Todo ello templado, a duras penas, con la estufa de leña, similar al modelo que preside con insistencia las dependencias del cenobio. Nada de calefacción. En el exterior, un pequeño huerto, su parcela, que cada residente mima, aunque sólo dé modestas hortalizas y verduras: puerros, coles de Bruselas… ese tipo de manjares para una dieta casi vegetariana exenta de carne. En un pequeño estanque, crían truchas que luego consumen, pero ahora está a la espera de ser repoblado. Y junto a las plantaciones, un sendero que divide en dos la hilera de casitas, similar a un Belén, en plenos montes Obarenes, que comunica las viviendas con el edificio más próximo, la capilla, que recorren en la oscuridad de la madrugada y, lo que es más duro, con el frío del «romper del día».
Rondando la cuarentena
Porque, para estos once monjes eremitas, cuya media de edad ronda los 40 años (el mayor tiene 61), la jornada arranca a las 4.20 de la mañana, con oraciones y lecturas hasta las siete, hora a la que desayunan, aunque todas las comidas las hacen en la soledad de sus celdas. «Hemos optado por la vida solitaria, en un marco de pobreza y austeridad para vivir el Evangelio con radicalidad», explica el padre Pablo. Después, llegan tres horas de tareas: mantenimiento, huerta, limpieza, cocina, las colmenas… A las doce vuelven a la oración para, después de comer, pasar toda la tarde en la soledad de su habitáculo hasta las siete y media de la tarde, que cenan y, a las ocho, una pequeña reunión en comunidad que les lleva hasta las nueve, hora a la que se acuestan.

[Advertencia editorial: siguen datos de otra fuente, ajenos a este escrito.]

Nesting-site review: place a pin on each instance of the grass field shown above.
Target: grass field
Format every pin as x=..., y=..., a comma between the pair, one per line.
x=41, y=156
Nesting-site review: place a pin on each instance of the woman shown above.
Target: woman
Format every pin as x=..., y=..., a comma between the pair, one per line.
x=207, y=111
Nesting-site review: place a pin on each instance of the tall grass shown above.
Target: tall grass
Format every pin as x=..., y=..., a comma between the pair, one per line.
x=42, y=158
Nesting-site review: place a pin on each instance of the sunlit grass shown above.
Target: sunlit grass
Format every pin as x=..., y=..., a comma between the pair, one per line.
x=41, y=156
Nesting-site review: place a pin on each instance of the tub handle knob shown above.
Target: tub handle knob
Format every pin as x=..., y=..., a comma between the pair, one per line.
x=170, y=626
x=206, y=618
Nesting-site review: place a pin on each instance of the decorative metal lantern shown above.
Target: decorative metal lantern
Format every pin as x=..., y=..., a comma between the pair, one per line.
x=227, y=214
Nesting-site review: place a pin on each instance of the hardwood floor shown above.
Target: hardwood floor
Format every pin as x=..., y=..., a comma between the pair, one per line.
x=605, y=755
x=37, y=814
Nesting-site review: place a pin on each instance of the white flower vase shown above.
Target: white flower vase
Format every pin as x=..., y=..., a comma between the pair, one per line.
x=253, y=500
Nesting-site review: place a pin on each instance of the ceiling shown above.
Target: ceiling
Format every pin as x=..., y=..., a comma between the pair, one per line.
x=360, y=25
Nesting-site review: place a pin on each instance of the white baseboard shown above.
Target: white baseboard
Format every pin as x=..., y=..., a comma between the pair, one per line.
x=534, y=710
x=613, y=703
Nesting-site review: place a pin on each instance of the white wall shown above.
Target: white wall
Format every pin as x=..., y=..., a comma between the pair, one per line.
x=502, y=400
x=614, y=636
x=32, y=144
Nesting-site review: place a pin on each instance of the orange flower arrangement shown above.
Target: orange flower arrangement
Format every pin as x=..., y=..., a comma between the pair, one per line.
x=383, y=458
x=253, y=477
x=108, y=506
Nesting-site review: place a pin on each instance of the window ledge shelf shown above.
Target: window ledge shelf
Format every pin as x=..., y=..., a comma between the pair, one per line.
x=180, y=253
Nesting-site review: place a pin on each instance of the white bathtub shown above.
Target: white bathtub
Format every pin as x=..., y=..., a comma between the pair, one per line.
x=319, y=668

Viven de lo que producen, de los estipendios de los monjes sacerdotes y de unas pequeñas parcelas arrendadas a los agricultores de la zona, pero, sobre todo, de las ayudas del exterior, incluso del Banco de Alimentos.
Ni televisión, ni radio, ni aparatos electrónicos, ni conexión a internet. Sólo un teléfono móvil mantiene a los camaldulenses en contacto con el mundo, lo cual no es óbice para que no estén al tanto de lo más importante. «Nos enteramos por las revistas religiosas que nos llegan —vía apartado de correos— y porque, si es grave, nos informa el padre prior», detalla el monje, quien reconoce que «la comunicación con el exterior es muy limitada», aunque no lo suficiente como para no tener claro que «lo que pasa en Cataluña no tiene sentido».
«Nosotros consideramos que aportamos a la sociedad, a través de la oración, y nuestra función es buscar la unión con Dios, así que no tiene mucho sentido estar enterados de lo que pasa fuera», concluye el padre Pablo, quien reconoce que la conversación le ha resultado escasa.